Creating a table > NLP and tokenization > Morphology

Exceptions (also known as synonyms) allow mapping one or more tokens (including tokens with characters that would normally be excluded) to a single keyword. They are similar to wordforms in that they also perform mapping but have a number of important differences.

A short summary of the differences from wordforms is as follows:

Exceptions	Word forms
Case sensitive	Case insensitive
Can use special characters that are not in charset_table	Fully obey charset_table
Underperform on huge dictionaries	Designed to handle millions of entries

exceptions = path/to/exceptions.txt

Tokenizing exceptions file. Optional, the default is empty. In the RT mode, only absolute paths are allowed.

The expected file format is plain text, with one line per exception. The line format is as follows:

map-from-tokens => map-to-token

Example file:

at & t => at&t
AT&T => AT&T
Standarten   Fuehrer => standartenfuhrer
Standarten Fuhrer => standartenfuhrer
MS Windows => ms windows
Microsoft Windows => ms windows
C++ => cplusplus
c++ => cplusplus
C plus plus => cplusplus

All tokens here are case sensitive and will not be processed by charset_table rules. Thus, with the example exceptions file above, the "at&t" text will be tokenized as two keywords "at" and "t" due to lowercase letters. On the other hand, "AT&T" will match exactly and produce a single "AT&T" keyword.

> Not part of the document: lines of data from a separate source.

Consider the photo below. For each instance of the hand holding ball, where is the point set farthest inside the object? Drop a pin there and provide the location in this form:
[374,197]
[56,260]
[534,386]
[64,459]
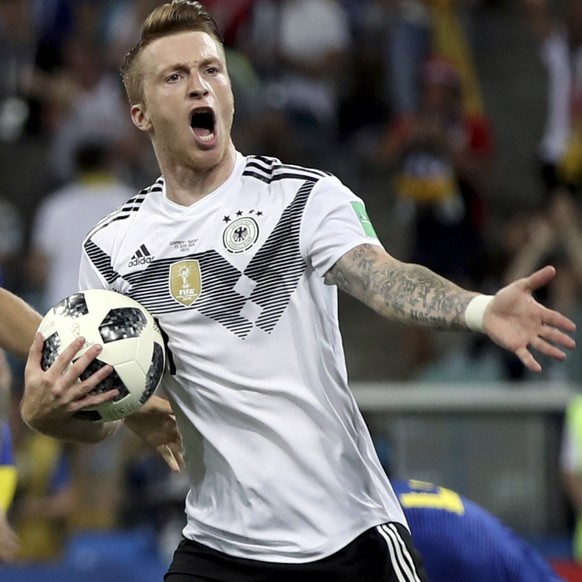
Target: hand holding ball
[131,340]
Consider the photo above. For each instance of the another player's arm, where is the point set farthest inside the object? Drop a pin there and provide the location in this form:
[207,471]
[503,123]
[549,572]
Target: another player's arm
[51,398]
[18,324]
[411,293]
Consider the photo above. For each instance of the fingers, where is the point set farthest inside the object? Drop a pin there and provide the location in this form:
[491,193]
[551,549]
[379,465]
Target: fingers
[557,320]
[547,349]
[540,278]
[557,337]
[528,360]
[173,457]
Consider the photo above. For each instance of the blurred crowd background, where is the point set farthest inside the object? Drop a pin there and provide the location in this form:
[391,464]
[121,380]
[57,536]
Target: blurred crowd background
[459,122]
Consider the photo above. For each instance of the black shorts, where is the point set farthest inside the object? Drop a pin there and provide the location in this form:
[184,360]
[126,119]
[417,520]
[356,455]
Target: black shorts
[381,554]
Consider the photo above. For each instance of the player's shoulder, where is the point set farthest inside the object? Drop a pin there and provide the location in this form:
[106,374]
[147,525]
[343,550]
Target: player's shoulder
[122,217]
[269,170]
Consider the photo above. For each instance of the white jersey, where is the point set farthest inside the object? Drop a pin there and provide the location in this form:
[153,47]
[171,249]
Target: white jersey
[281,465]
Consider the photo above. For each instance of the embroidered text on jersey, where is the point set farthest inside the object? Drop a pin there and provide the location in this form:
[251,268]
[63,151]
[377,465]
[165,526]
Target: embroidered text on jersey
[141,257]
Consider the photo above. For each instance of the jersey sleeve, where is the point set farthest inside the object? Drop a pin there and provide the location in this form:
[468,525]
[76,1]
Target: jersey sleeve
[334,223]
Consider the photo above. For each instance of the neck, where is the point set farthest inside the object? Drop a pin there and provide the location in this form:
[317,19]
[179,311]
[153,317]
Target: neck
[187,185]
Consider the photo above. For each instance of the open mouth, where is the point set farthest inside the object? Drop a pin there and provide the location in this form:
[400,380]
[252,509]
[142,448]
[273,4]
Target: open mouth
[202,124]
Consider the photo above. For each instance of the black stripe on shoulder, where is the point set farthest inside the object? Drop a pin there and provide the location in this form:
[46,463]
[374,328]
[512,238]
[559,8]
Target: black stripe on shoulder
[101,260]
[127,209]
[271,169]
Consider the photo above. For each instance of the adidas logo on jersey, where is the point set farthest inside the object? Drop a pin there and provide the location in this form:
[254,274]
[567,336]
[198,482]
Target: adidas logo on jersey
[141,257]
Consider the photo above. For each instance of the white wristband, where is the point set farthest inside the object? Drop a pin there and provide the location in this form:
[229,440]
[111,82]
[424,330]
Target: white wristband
[475,311]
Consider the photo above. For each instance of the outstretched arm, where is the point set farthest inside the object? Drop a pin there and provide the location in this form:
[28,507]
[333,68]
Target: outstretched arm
[413,294]
[51,398]
[18,324]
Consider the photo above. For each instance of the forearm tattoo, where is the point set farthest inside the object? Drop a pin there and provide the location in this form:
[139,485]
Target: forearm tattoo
[403,291]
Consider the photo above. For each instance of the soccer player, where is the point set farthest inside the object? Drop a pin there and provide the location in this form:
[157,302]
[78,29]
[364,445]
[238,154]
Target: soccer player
[242,258]
[8,539]
[461,541]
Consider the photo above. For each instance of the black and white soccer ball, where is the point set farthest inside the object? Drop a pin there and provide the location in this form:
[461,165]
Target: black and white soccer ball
[132,344]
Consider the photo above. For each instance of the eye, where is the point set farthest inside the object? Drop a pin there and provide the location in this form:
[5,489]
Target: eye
[173,78]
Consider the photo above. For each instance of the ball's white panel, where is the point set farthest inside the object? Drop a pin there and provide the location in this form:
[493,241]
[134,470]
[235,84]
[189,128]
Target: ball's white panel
[131,340]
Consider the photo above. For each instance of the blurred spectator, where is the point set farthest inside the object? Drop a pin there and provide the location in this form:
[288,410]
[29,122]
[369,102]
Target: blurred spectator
[153,496]
[82,101]
[439,157]
[60,225]
[122,27]
[560,150]
[299,48]
[416,29]
[18,46]
[571,467]
[44,496]
[11,239]
[66,216]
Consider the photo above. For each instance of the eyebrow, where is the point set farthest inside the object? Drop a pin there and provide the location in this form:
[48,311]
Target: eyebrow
[184,66]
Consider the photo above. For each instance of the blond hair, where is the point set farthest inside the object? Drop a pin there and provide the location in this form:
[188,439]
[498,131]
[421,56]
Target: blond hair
[167,19]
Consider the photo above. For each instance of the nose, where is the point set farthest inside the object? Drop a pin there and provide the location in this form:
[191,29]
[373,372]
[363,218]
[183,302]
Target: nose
[197,88]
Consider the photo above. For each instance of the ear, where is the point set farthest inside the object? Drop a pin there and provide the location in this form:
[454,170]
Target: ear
[140,117]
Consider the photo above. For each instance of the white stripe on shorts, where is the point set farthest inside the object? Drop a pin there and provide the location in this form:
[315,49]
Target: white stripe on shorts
[402,561]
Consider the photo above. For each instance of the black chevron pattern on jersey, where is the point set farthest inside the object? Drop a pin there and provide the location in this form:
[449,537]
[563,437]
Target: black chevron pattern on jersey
[218,299]
[269,170]
[275,269]
[278,264]
[102,261]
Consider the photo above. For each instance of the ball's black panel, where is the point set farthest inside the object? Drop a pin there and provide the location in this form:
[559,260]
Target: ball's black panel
[155,372]
[93,415]
[110,383]
[72,306]
[50,350]
[122,323]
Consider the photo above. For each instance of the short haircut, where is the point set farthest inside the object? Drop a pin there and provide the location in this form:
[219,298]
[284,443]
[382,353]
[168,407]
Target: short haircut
[165,20]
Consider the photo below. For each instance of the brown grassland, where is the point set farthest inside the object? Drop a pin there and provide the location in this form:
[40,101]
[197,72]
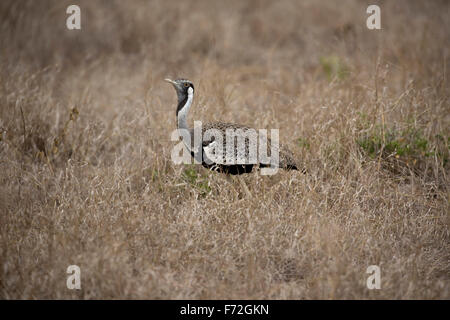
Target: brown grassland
[87,178]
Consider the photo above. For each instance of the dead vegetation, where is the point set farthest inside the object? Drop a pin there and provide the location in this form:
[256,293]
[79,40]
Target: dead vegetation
[87,179]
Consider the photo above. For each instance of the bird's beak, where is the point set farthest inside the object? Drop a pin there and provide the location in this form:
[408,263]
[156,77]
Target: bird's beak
[170,81]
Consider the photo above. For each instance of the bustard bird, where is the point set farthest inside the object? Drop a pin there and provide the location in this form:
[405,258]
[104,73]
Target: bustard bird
[185,93]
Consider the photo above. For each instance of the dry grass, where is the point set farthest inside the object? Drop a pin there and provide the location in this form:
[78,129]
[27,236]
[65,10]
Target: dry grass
[85,169]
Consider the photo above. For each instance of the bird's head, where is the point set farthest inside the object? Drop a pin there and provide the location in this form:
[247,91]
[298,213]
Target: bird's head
[183,87]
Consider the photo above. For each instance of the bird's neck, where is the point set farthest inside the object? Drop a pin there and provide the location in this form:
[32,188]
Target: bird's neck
[184,104]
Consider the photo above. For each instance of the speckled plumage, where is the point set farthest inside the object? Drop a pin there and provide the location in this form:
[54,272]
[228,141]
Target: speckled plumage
[224,162]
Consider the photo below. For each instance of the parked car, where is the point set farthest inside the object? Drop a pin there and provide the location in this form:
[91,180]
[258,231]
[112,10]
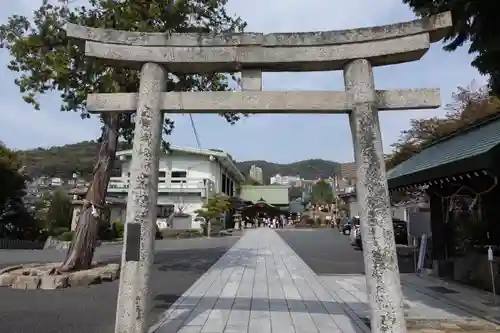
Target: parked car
[400,233]
[355,230]
[345,226]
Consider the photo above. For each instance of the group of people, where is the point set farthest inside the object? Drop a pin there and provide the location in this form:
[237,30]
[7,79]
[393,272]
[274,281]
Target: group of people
[276,222]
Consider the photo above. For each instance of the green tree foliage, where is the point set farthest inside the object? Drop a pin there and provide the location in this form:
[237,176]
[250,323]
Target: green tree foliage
[322,193]
[474,21]
[469,106]
[59,212]
[15,221]
[214,207]
[46,60]
[12,179]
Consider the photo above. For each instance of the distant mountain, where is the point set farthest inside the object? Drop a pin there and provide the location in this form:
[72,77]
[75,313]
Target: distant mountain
[307,169]
[80,157]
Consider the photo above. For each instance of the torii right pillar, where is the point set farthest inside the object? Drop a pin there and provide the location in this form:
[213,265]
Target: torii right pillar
[381,262]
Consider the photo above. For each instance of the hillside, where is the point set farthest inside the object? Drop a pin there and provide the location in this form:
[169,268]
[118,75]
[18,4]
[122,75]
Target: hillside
[307,169]
[63,161]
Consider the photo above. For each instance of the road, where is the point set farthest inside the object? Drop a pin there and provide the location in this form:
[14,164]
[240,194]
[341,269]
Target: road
[329,252]
[326,251]
[177,265]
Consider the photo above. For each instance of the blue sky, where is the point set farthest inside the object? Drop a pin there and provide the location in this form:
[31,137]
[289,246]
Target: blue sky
[276,138]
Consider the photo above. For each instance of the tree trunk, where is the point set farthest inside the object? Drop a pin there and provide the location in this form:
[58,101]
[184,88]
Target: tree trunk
[81,251]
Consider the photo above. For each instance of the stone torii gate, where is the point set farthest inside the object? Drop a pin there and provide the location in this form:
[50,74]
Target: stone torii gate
[354,51]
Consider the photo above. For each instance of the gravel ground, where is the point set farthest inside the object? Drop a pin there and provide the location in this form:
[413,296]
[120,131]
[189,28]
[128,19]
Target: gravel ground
[178,264]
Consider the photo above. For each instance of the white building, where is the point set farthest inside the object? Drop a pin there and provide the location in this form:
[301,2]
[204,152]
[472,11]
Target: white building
[255,172]
[284,180]
[187,177]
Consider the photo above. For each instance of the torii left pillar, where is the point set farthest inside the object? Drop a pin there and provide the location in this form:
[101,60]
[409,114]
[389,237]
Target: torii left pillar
[138,249]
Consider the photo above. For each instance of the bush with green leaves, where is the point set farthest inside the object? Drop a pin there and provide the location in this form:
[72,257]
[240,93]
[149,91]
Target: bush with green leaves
[66,236]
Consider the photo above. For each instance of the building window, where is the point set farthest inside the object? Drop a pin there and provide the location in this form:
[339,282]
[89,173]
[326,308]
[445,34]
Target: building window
[224,183]
[178,176]
[161,176]
[164,211]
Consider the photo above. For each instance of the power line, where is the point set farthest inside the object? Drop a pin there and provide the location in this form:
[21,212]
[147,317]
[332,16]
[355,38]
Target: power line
[195,131]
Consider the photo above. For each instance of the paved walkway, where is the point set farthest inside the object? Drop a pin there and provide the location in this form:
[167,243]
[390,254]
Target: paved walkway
[261,285]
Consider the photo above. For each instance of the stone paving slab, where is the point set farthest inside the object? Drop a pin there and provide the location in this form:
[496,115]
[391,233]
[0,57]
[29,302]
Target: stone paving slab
[262,286]
[259,286]
[424,313]
[475,301]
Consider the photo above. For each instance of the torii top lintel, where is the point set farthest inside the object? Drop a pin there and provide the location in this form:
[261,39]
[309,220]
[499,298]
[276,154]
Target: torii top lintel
[274,52]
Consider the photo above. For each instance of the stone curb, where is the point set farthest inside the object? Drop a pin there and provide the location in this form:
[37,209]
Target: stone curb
[443,298]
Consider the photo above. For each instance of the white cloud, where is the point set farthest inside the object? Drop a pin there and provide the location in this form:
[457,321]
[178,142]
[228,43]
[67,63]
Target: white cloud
[268,137]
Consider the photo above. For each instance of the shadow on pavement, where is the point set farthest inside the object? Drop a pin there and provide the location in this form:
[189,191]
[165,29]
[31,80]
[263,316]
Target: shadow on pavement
[195,310]
[92,308]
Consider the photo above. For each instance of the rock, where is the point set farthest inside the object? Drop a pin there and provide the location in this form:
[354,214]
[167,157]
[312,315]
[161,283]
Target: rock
[110,272]
[50,282]
[25,282]
[6,280]
[84,278]
[10,269]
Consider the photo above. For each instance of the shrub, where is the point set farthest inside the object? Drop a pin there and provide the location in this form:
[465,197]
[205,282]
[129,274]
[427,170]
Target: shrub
[66,236]
[58,231]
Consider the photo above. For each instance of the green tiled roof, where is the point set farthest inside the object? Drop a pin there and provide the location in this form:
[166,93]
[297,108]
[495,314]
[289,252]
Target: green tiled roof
[468,144]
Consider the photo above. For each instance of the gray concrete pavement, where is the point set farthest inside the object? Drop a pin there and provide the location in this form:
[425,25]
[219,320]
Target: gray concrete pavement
[260,285]
[325,251]
[178,264]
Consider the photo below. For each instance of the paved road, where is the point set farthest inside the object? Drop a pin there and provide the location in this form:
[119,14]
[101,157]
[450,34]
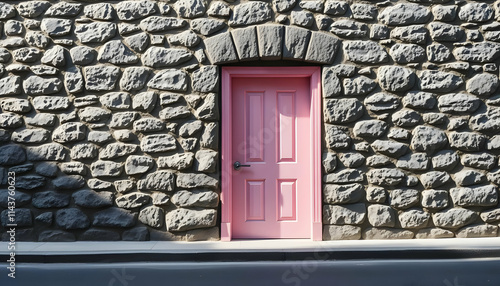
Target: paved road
[445,272]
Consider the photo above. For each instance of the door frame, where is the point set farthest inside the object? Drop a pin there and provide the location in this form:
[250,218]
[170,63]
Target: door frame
[314,74]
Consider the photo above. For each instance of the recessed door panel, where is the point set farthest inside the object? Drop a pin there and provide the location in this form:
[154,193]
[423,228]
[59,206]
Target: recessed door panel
[271,197]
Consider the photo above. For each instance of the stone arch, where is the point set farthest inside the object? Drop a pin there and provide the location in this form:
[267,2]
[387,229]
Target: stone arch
[272,42]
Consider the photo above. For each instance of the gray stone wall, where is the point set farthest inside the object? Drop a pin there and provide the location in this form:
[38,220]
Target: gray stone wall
[110,118]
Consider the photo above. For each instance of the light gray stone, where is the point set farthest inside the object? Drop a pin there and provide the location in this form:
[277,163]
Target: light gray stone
[435,199]
[475,196]
[369,128]
[245,41]
[205,79]
[195,198]
[138,164]
[158,143]
[342,194]
[157,181]
[206,161]
[454,218]
[386,233]
[185,219]
[10,85]
[69,132]
[122,119]
[414,34]
[15,105]
[336,8]
[169,79]
[434,179]
[56,27]
[302,18]
[365,52]
[428,139]
[469,177]
[404,14]
[116,52]
[210,136]
[49,152]
[486,121]
[414,218]
[163,57]
[209,110]
[152,216]
[295,46]
[439,81]
[443,32]
[331,83]
[342,110]
[99,11]
[35,135]
[407,53]
[341,232]
[178,161]
[394,78]
[132,200]
[353,214]
[36,85]
[385,176]
[345,176]
[134,10]
[101,77]
[484,161]
[390,148]
[323,48]
[466,141]
[192,180]
[250,13]
[483,52]
[207,27]
[444,13]
[482,84]
[475,12]
[27,55]
[413,162]
[406,118]
[419,100]
[404,198]
[115,150]
[30,9]
[73,80]
[381,216]
[329,162]
[95,32]
[102,168]
[458,103]
[438,53]
[349,29]
[10,120]
[83,151]
[82,55]
[357,86]
[190,8]
[134,78]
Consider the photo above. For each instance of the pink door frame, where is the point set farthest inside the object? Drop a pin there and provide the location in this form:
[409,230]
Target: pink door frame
[314,73]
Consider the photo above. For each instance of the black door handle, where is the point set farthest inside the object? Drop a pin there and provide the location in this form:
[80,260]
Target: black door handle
[237,165]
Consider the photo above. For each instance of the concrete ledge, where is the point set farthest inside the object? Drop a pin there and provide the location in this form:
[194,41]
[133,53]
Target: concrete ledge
[254,250]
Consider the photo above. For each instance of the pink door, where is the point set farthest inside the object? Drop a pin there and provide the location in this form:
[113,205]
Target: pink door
[271,134]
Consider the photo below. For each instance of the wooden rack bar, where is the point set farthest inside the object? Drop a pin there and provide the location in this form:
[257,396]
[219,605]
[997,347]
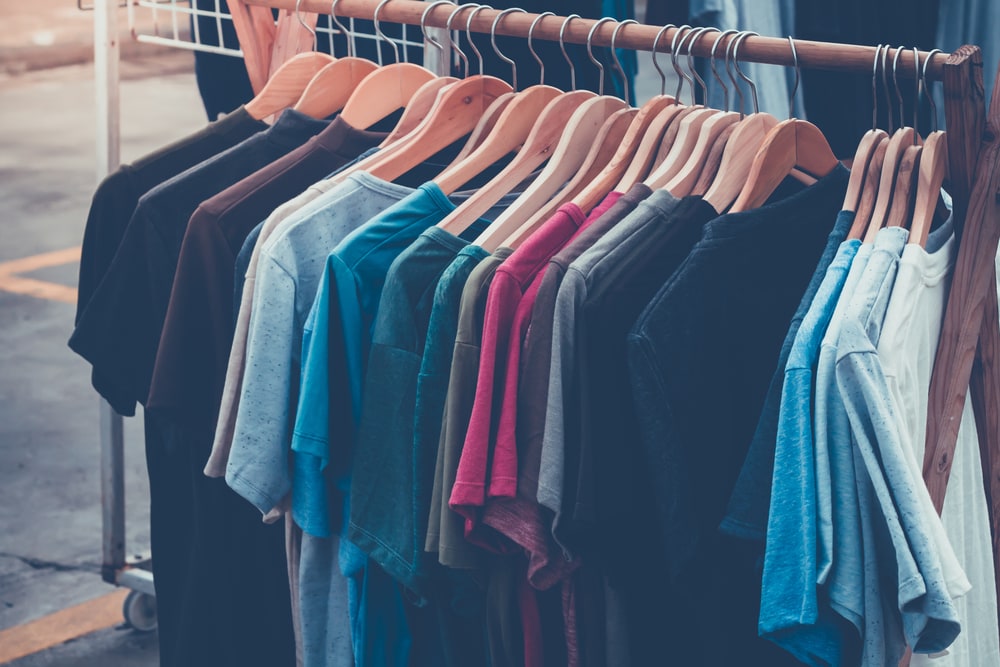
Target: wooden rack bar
[768,50]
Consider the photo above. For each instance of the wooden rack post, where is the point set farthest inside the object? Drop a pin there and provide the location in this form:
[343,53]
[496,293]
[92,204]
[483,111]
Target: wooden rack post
[967,357]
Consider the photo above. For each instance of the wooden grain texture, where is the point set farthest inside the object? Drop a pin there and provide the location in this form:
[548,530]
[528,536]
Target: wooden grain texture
[771,50]
[966,302]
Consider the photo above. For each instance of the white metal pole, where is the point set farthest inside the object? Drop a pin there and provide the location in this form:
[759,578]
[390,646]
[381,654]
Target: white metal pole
[106,53]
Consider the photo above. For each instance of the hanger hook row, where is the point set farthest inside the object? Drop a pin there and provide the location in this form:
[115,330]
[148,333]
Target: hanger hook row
[617,62]
[531,47]
[493,41]
[715,72]
[468,33]
[798,76]
[382,35]
[590,51]
[312,31]
[927,90]
[562,47]
[656,43]
[423,23]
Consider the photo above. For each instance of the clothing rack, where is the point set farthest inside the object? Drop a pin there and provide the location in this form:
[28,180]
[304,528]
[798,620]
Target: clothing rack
[967,357]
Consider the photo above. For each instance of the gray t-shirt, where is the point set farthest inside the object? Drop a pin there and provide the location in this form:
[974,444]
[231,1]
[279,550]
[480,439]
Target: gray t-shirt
[581,274]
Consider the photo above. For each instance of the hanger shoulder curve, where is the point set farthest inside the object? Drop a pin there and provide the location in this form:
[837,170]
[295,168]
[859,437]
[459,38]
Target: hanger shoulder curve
[287,84]
[510,132]
[537,148]
[737,159]
[931,176]
[869,192]
[382,92]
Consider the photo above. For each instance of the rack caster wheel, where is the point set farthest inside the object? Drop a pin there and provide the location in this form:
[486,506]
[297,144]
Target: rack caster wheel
[139,610]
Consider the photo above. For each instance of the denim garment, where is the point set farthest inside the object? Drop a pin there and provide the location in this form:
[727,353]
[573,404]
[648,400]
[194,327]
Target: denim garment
[930,620]
[790,611]
[747,512]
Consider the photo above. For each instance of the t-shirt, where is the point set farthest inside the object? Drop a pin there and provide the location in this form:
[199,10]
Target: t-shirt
[536,354]
[290,269]
[119,331]
[195,344]
[906,349]
[747,513]
[303,205]
[445,528]
[118,194]
[790,611]
[511,280]
[335,350]
[560,463]
[700,359]
[928,573]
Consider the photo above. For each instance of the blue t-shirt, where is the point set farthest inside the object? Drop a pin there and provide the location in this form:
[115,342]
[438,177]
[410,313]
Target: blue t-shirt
[924,597]
[335,348]
[790,613]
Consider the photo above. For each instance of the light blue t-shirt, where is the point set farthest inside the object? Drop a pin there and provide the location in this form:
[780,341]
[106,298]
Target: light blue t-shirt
[930,620]
[790,612]
[335,347]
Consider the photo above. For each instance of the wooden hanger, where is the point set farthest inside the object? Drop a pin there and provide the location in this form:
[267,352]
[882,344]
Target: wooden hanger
[901,139]
[537,148]
[931,176]
[713,162]
[287,84]
[609,141]
[904,188]
[606,141]
[791,144]
[331,87]
[869,191]
[511,131]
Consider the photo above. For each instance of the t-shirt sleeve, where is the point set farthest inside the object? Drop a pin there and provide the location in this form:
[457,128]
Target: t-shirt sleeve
[258,467]
[504,471]
[473,468]
[930,619]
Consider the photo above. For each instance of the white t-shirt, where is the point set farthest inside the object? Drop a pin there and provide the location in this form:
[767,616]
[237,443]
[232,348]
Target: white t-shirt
[907,348]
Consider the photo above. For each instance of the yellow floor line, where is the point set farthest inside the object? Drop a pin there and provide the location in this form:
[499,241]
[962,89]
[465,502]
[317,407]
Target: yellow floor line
[11,281]
[62,626]
[42,261]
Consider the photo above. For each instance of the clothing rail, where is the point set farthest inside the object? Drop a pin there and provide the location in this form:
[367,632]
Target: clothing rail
[968,357]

Note that this map-to keyword:

is always interpreted as a single word
is both case and space sensitive

In our sample, "ms windows" query will not match the document with "MS Windows" text. The query will be interpreted as a query for two keywords, "ms" and "windows". The mapping for "MS Windows" is a single keyword "ms windows", with a space in the middle. On the other hand, "standartenfuhrer" will retrieve documents with "Standarten Fuhrer" or "Standarten Fuehrer" contents (capitalized exactly like this), or any capitalization variant of the keyword itself, e.g., "staNdarTenfUhreR". (It won't catch "standarten fuhrer", however: this text does not match any of the listed exceptions because of case sensitivity and gets indexed as two separate keywords.)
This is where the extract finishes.